# ðŸ¦™ Fine-tune LLaMA 3.1 with Unsloth

This notebook demonstrates how to fine-tune LLaMA 3.1 8B for structured JSON output generation using QLoRA and Unsloth.

## Prerequisites
- Google Colab with GPU runtime (T4 or better)
- HuggingFace account with access to LLaMA 3.1

In [None]:
# Install dependencies
!pip install -q unsloth
!pip install -q transformers datasets peft accelerate bitsandbytes

In [None]:
# Imports
from unsloth import FastLanguageModel
from datasets import load_dataset
from trl import SFTTrainer
from transformers import TrainingArguments
import torch

## 1. Load Base Model with 4-bit Quantization

In [None]:
# Configuration
max_seq_length = 2048
dtype = None  # Auto-detect
load_in_4bit = True

# Load model
model, tokenizer = FastLanguageModel.from_pretrained(
    model_name="unsloth/Meta-Llama-3.1-8B-Instruct",
    max_seq_length=max_seq_length,
    dtype=dtype,
    load_in_4bit=load_in_4bit,
)

print(f"Model loaded successfully!")

## 2. Add LoRA Adapters

In [None]:
# Add LoRA adapters
model = FastLanguageModel.get_peft_model(
    model,
    r=16,  # LoRA rank
    target_modules=["q_proj", "k_proj", "v_proj", "o_proj",
                    "gate_proj", "up_proj", "down_proj"],
    lora_alpha=32,
    lora_dropout=0.05,
    bias="none",
    use_gradient_checkpointing="unsloth",
    random_state=42,
)

print(f"LoRA adapters added!")
model.print_trainable_parameters()

## 3. Load and Prepare Dataset

In [None]:
# Define prompt template
PROMPT_TEMPLATE = """### Instruction:
You are an AI that converts natural language instructions into structured JSON action plans.
Given the following instruction, output a valid JSON with these fields:
- object: the object to manipulate
- initial_position: where the object currently is
- action: what to do (move, rotate, scale)
- target_position: the destination or target state

### Input:
{instruction}

### Response:
{output}"""

def format_prompts(examples):
    texts = []
    for instruction, output in zip(examples['instruction'], examples['output']):
        text = PROMPT_TEMPLATE.format(
            instruction=instruction,
            output=output
        )
        texts.append(text)
    return {"text": texts}

In [None]:
# Load dataset (from local file or HuggingFace)
# Option 1: Load from local JSONL
# dataset = load_dataset('json', data_files='../data/train.jsonl')
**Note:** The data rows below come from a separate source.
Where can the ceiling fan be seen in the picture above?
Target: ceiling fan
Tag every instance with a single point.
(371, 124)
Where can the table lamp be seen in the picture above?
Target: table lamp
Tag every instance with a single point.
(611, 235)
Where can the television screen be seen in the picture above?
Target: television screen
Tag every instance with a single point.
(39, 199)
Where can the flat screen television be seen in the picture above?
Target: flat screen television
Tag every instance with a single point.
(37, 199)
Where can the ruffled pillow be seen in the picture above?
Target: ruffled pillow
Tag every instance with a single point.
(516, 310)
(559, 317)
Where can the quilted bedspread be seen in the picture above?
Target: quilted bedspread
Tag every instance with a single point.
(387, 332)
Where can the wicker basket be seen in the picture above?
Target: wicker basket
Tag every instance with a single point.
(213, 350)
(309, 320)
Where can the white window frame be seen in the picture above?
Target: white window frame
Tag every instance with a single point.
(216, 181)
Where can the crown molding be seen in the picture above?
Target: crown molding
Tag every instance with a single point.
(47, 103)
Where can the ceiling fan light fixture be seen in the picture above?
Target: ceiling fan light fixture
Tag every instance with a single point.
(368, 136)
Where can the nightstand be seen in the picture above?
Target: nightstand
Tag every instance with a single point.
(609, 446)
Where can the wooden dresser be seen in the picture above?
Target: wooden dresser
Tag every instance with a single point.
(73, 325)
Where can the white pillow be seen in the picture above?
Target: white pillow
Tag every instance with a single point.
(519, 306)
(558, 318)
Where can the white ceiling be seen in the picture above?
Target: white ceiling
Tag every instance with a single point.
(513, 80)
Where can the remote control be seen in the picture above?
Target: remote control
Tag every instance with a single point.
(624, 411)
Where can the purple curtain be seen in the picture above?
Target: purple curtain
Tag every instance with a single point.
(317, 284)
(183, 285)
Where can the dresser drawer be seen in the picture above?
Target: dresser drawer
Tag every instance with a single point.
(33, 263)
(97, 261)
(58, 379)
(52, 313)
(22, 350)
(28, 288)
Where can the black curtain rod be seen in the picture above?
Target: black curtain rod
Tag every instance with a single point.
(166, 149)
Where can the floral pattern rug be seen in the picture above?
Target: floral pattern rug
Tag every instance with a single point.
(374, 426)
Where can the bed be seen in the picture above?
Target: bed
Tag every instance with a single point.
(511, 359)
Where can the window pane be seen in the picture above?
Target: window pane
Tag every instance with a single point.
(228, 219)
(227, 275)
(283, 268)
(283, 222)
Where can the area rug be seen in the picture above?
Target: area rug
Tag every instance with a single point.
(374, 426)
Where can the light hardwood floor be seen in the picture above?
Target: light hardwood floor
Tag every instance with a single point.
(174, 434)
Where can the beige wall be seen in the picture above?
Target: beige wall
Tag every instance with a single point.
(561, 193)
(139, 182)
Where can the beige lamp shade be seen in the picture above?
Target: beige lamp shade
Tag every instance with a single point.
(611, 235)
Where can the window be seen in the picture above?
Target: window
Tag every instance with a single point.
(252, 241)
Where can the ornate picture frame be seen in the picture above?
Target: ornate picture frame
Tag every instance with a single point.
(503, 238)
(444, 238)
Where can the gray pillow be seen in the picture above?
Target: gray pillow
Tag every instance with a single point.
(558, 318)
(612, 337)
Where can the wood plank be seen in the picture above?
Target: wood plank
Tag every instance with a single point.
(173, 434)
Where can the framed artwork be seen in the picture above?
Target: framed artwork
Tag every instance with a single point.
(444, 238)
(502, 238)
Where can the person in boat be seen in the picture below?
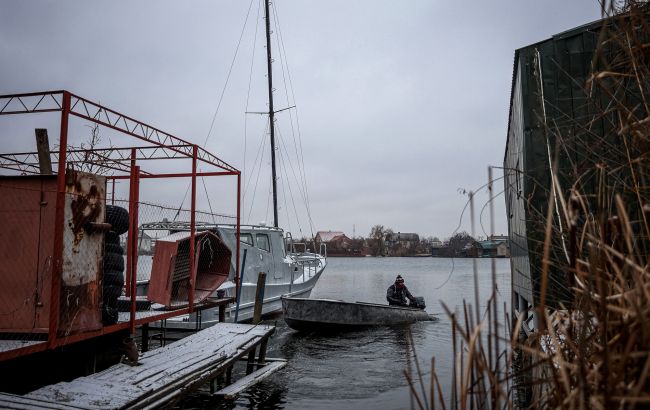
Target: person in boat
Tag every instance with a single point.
(398, 294)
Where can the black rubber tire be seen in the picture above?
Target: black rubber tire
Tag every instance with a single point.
(111, 237)
(110, 315)
(118, 217)
(113, 248)
(111, 293)
(113, 262)
(113, 278)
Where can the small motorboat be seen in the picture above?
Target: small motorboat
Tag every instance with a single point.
(337, 315)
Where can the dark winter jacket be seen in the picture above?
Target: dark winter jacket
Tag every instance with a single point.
(398, 296)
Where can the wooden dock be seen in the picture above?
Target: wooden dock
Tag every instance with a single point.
(161, 377)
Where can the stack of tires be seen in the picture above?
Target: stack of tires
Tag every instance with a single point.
(113, 262)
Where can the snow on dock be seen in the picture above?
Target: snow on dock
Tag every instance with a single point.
(162, 376)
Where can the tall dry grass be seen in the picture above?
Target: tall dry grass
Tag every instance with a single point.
(590, 350)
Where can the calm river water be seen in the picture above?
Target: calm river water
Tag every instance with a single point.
(364, 369)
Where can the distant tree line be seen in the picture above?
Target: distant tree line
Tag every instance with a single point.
(384, 241)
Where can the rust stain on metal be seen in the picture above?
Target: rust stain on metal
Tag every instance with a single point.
(86, 207)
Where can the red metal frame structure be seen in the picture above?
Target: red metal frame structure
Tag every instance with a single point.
(123, 162)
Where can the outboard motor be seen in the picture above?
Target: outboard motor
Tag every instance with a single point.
(418, 303)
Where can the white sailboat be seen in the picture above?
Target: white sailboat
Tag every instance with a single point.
(292, 269)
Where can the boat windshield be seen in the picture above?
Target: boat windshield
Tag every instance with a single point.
(263, 242)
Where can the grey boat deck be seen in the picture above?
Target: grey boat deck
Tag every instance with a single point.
(163, 375)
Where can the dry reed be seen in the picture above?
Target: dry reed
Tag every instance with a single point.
(590, 349)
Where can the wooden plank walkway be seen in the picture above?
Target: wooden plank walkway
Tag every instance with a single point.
(271, 366)
(162, 377)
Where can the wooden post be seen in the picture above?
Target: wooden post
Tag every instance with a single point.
(261, 361)
(222, 313)
(145, 337)
(228, 375)
(257, 316)
(259, 297)
(43, 148)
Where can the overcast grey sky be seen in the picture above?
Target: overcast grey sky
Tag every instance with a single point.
(402, 105)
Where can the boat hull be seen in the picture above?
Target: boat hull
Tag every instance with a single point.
(335, 315)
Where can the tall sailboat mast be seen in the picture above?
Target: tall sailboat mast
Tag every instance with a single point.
(271, 112)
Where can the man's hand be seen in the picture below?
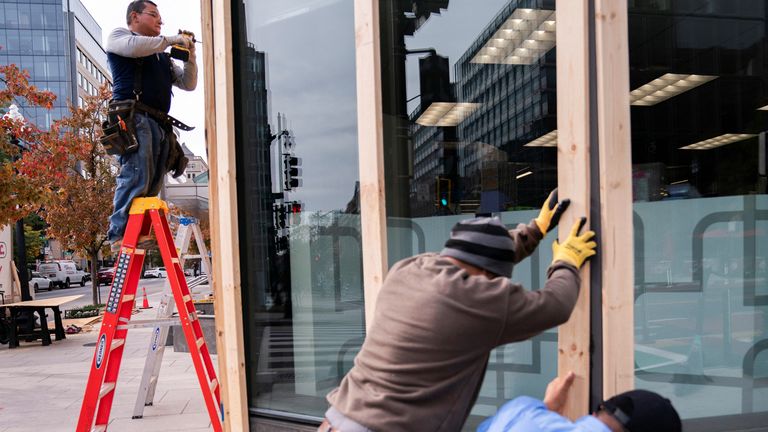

# Option 2: Create sample dataset for demo
sample_data = {
    "instruction": [
        "Move the red box to the blue platform",
        "Rotate the green sphere 90 degrees",
        "Scale the yellow cube to twice its size",
    ],
    "output": [
        '{"object": "red box", "initial_position": "floor", "action": "move", "target_position": "top of blue platform"}',
        '{"object": "green sphere", "initial_position": "center", "action": "rotate", "target_position": "90 degrees clockwise"}',
        '{"object": "yellow cube", "initial_position": "origin", "action": "scale", "target_position": "2x original size"}',
    ]
}

from datasets import Dataset
dataset = Dataset.from_dict(sample_data)
dataset = dataset.map(format_prompts, batched=True)

print(f"Dataset size: {len(dataset)}")
print(f"Sample:\n{dataset[0]['text'][:500]}...")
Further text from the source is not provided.